EDWIN F. DAVENPORT
Spouse: LOUISE BOLET


Edwin Francis Davenport was born in Michigan, to farmers William & Cora Jemima Davenport. When he was 9 years old, his father enlisted in the Union Army and left home to fight in the Civil War.

By 1880, his parents had divorced. He had moved to Louisiana to farm, but found the farm life wasn't for him. He began working as a printer's apprentice, and eventually became foreman of the composing room for the New Orleans States newspaper. He was working there when he met Margaret Louise Bolet, a young half-Irish, half-French girl from New Orleans.

Louise was born in New Orleans in 1871 to immigrant parents: her mother, Marguerite, had come from Ireland in 1850, her father Jacques Bolet, from France sometime before. Her father died when she was 6, and her mother rented out rooms in order to support them. She grew up in the French Quarter section, and met Edwin Davenport when she was 13. They were married the following year, 1886, when Edwin was 29, and Louise not quite 15. (The ages given on their marriage license of 25 and 17 were not correct). Edwin's mother died around that same year in Indiana.

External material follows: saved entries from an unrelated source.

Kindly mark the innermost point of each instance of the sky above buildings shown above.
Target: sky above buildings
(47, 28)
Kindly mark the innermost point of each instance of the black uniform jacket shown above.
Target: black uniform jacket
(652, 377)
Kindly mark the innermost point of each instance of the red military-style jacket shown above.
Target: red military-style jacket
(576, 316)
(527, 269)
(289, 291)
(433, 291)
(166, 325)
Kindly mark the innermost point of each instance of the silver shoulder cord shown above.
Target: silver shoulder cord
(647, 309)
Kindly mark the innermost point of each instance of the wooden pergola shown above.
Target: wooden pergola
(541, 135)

Their son Byron was born the next year, then a daughter, Louise. By then, Edwin was tired of New Orleans, and decided to move to Alabama. He got a job as a printer in Birmingham, and eventually became the editor. After that, he took a job as editor of a small, county newspaper published weekly in Bessemer, Alabama, "The Bessemer Review." While they were in Alabama, they had another son, Edwin, Jr.


ALBERT BYRON DAVENPORT at 12 yrs old.

In 1897, a daughter named Marguerite was born. They moved back to New Orleans shortly after. Unfortunately, the little girl died at the age of 2.

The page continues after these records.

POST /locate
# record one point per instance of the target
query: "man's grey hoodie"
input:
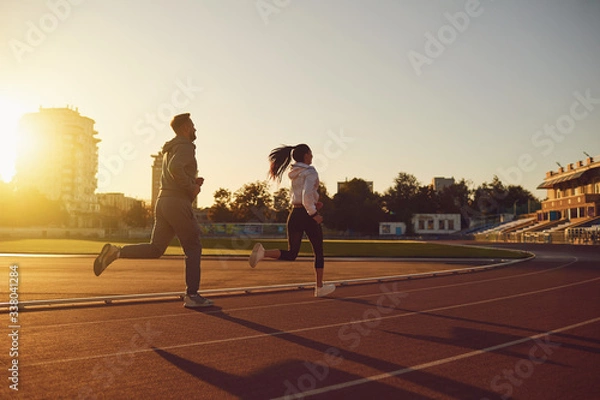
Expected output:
(179, 169)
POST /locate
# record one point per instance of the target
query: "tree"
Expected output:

Louise's mother, Marguerite Conroy Bolet, was in serious financial trouble, so they took her and Louise's unmarried brother Albert to live with them. The mother died in 1901, and Albert went to live on his own. Another son, Louis, was born in 1902.

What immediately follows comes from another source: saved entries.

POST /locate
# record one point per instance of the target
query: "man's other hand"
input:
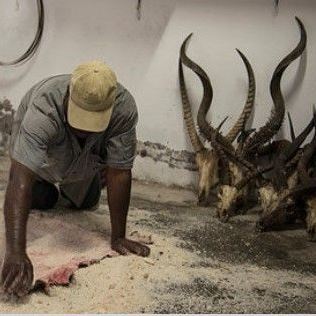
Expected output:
(17, 275)
(124, 246)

Edwin had the urge to move again, so they went to Pensacola, Florida, for a few years, then to Charleston, South Carolina. Journeymen printers didn't have any trouble finding work, so moving around didn't seem to be a problem.

They decided to move back to Bessemer, Alabama and started up the "Bessemer Review" again. Louise and the children went to visit ffiends in San Antonio, Texas, and fell in love with the area. She wrote to Edwin, telling him how much she liked Texas, and he sold the Review, packed up and moved to San Antonio, sight unseen.

After seeing other parts of Texas, they decided to move once more, and settled permanently in Austin, where Edwin was hired as composing room foreman for the Austin Statesman, an independent newspaper with no political allegiance to any party. World War I was beginning, and Ed's newspaper played an important part in the community's feelings towards the War.

Their son, Edwin Jr., also became interested in printing, and got his union card at the age of I 8. He became good ffiends with a pre-med student in Beaumont who was working his way through college, and the two boys decided to ride the rails across the country, working a day at a time to pay for their food. They wound up in Canada at the start of the war, and both tried to enlist in the Canadian army. The pre-med student was accepted, but not Edwin Jr., so he went back to Texas and worked for his father on the Austin Statesman. He said that someday he'd get married and settle down, and that he'd never move around like his parents did. He kept his promise, mariying and staying in Austin his entire life.

By 1915, Edwin and Louise had 5 children ranging from 28 to 13, and several grandchildren. They thought their family was complete, but became parents for the 6th time when Ethel Coralee was born. Louise was 44 years old, Edwin was 59, and it had been 28 years since their first child was born!

Throughout the years, while Edwin worked as a printer, editor and publisher, Louise wrote articles and stories for his newspapers. She was very involved in the auxiliary of the International Typographical Union, and was one of its charter members. She became President of the Union Auxiliary, and for 19 years was a speaker, writer and lecturer on the advantage of Union labor in the printing trade. Family stories have said she had very serious emotional problems, but no proof of that has been found.

Edwin continued working for the newspaper in Austin, retiring in 1922. His son, Edwin Jr., worked for him, and eventually his grandson, Edwin 111, too. He died in 1931 at the age of 74. Louise lived until 1940, and died at age 69.

At one point in 1960, a printer named Herb Ebner had worked for all 3 generations of Edwin Davenports at the same newspaper!